Single period inventory environments

Static inventory environment where a decision only affects the next period (Newsvendor problem)

NewsvendorEnv

 NewsvendorEnv
                (underage_cost:Union[numpy.ndarray,ddopai.utils.Parameter,
                int,float]=1, overage_cost:Union[numpy.ndarray,ddopai.util
                s.Parameter,int,float]=1, q_bound_low:Union[numpy.ndarray,
                ddopai.utils.Parameter,int,float]=0, q_bound_high:Union[nu
                mpy.ndarray,ddopai.utils.Parameter,int,float]=inf,
                dataloader:ddopai.dataloaders.base.BaseDataLoader=None,
                num_SKUs:int=None, gamma:float=1,
                horizon_train:int|str='use_all_data',
                postprocessors:list[object]|None=None, mode:str='train',
                return_truncation:str=True)

Class implementing the Newsvendor problem, working for the single- and multi-item case. If underage_cost and overage_cost are scalars and there are multiple SKUs, then the same cost is used for all SKUs. If underage_cost and overage_cost are arrays, then they must have the same length as the number of SKUs.

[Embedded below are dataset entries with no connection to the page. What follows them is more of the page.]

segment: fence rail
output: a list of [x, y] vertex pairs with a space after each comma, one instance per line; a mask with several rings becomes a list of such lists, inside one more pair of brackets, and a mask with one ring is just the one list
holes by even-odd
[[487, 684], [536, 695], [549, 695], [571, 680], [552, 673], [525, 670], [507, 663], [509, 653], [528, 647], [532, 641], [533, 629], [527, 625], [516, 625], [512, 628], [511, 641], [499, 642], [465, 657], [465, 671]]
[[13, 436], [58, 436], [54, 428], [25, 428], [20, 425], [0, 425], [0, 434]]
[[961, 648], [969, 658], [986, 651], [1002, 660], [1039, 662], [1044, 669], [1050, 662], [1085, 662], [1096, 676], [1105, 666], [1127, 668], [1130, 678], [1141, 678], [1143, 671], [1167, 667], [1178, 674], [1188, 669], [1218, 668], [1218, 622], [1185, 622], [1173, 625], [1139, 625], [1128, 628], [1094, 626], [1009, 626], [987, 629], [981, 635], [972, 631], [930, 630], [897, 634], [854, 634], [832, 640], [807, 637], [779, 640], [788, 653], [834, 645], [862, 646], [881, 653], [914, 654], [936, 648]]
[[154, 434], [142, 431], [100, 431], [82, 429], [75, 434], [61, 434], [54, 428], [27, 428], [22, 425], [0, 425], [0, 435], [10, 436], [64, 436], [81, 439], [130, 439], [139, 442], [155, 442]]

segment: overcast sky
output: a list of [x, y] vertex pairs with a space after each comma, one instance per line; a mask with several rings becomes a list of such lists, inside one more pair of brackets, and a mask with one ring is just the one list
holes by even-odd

Num_SKUs can be set as parameter or inferred from the DataLoader.

	Type	Default	Details
underage_cost	Union	1	underage cost per unit
overage_cost	Union	1	overage cost per unit
q_bound_low	Union	0	lower bound of the order quantity
q_bound_high	Union	inf	upper bound of the order quantity
dataloader	BaseDataLoader	None	dataloader
num_SKUs	int	None	if None it will be inferred from the DataLoader
gamma	float	1	discount factor
horizon_train	int \| str	use_all_data	if “use_all_data” then horizon is inferred from the DataLoader
postprocessors	list[object] \| None	None	default is empty list
mode	str	train	Initial mode (train, val, test) of the environment
return_truncation	str	True	whether to return a truncated condition in step function
Returns	None

source

NewsvendorEnv.step_

 NewsvendorEnv.step_ (action:numpy.ndarray)

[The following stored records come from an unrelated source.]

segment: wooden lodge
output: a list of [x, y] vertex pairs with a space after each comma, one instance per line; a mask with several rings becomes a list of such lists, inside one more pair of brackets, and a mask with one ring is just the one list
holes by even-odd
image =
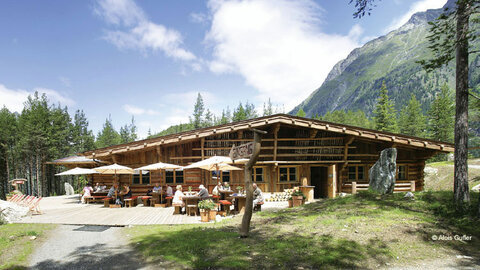
[[[368, 171], [385, 148], [395, 147], [397, 155], [397, 191], [423, 189], [425, 161], [437, 153], [454, 150], [445, 142], [380, 132], [313, 119], [276, 114], [209, 128], [115, 145], [81, 153], [88, 159], [138, 168], [166, 162], [188, 165], [211, 156], [228, 156], [232, 145], [253, 140], [251, 128], [267, 131], [261, 143], [253, 181], [264, 192], [281, 192], [307, 184], [315, 186], [315, 197], [335, 197], [368, 187]], [[241, 164], [236, 165], [242, 167]], [[139, 172], [120, 175], [121, 183], [130, 183], [136, 195], [162, 186], [204, 184], [211, 191], [217, 182], [215, 173], [201, 169]], [[243, 185], [244, 172], [221, 172], [222, 182]], [[112, 175], [94, 175], [93, 184], [110, 186]]]

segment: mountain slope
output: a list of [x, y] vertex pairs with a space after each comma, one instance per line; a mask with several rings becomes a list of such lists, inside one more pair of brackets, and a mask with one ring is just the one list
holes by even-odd
[[[384, 81], [397, 110], [415, 94], [427, 110], [435, 93], [447, 83], [455, 88], [454, 63], [448, 67], [426, 73], [416, 63], [431, 56], [428, 47], [428, 21], [437, 18], [442, 9], [414, 14], [399, 29], [353, 50], [330, 71], [322, 86], [290, 113], [300, 108], [307, 116], [323, 115], [334, 110], [357, 110], [371, 114]], [[478, 43], [477, 43], [478, 44]], [[471, 85], [478, 86], [480, 55], [472, 55]]]

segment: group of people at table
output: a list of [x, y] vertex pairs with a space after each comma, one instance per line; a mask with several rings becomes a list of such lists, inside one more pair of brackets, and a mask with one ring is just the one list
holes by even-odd
[[[164, 203], [167, 197], [173, 197], [173, 205], [181, 205], [185, 207], [185, 199], [188, 197], [196, 197], [198, 200], [206, 200], [211, 198], [208, 190], [204, 185], [200, 185], [198, 192], [183, 192], [182, 185], [176, 186], [175, 194], [170, 185], [167, 185], [165, 192], [163, 192], [162, 186], [159, 183], [156, 183], [151, 191], [147, 195], [166, 195], [159, 196], [160, 203]], [[106, 192], [106, 186], [103, 186], [101, 183], [97, 183], [95, 188], [92, 188], [90, 184], [87, 184], [83, 189], [82, 203], [85, 202], [85, 197], [92, 196], [92, 193]], [[231, 188], [227, 182], [218, 184], [213, 188], [212, 195], [221, 197], [222, 193], [225, 194], [231, 192]], [[233, 193], [233, 192], [231, 192]], [[121, 190], [118, 189], [118, 183], [114, 183], [112, 187], [107, 192], [107, 197], [115, 200], [116, 204], [124, 204], [124, 200], [132, 197], [132, 190], [128, 184], [123, 184]], [[225, 198], [222, 198], [225, 199]], [[261, 189], [253, 183], [253, 205], [256, 205], [260, 202], [263, 202], [264, 198], [262, 195]]]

Step function implementing the Newsvendor logic. Note that the dataloader will return an observation and a demand, which will be relevant in the next period. The observation will be returned directly, while the demand will be temporarily stored under self.demand and used in the next step.

	Type	Details
action	ndarray	order quantity
Returns	Tuple

source

NewsvendorEnv.determine_cost

 NewsvendorEnv.determine_cost (action:numpy.ndarray)

Determine the cost per SKU given the action taken. The cost is the sum of underage and overage costs.

source

NewsvendorEnv.update_cu_co

 NewsvendorEnv.update_cu_co (cu=None, co=None)

Example usage of [`NewsvendorEnv`](https://opimwue.github.io/ddopai/20_environments/21_envs_inventory/single_period_envs.html#newsvendorenv) with a distributional dataloader:

from ddopai.dataloaders.distribution import NormalDistributionDataLoader

def run_test_loop(env):
    truncated = False
    while not truncated:
        action = env.action_space.sample()
        obs, reward, terminated, truncated, info = env.step(action)
        print("##### STEP: ", env.index, "#####")
        print("reward:", reward)
        print("info:", info)
        print("next observation:", obs)
        print("truncated:", truncated)

dataloader = NormalDistributionDataLoader(mean=[4, 3], std=[1, 2], num_units=2)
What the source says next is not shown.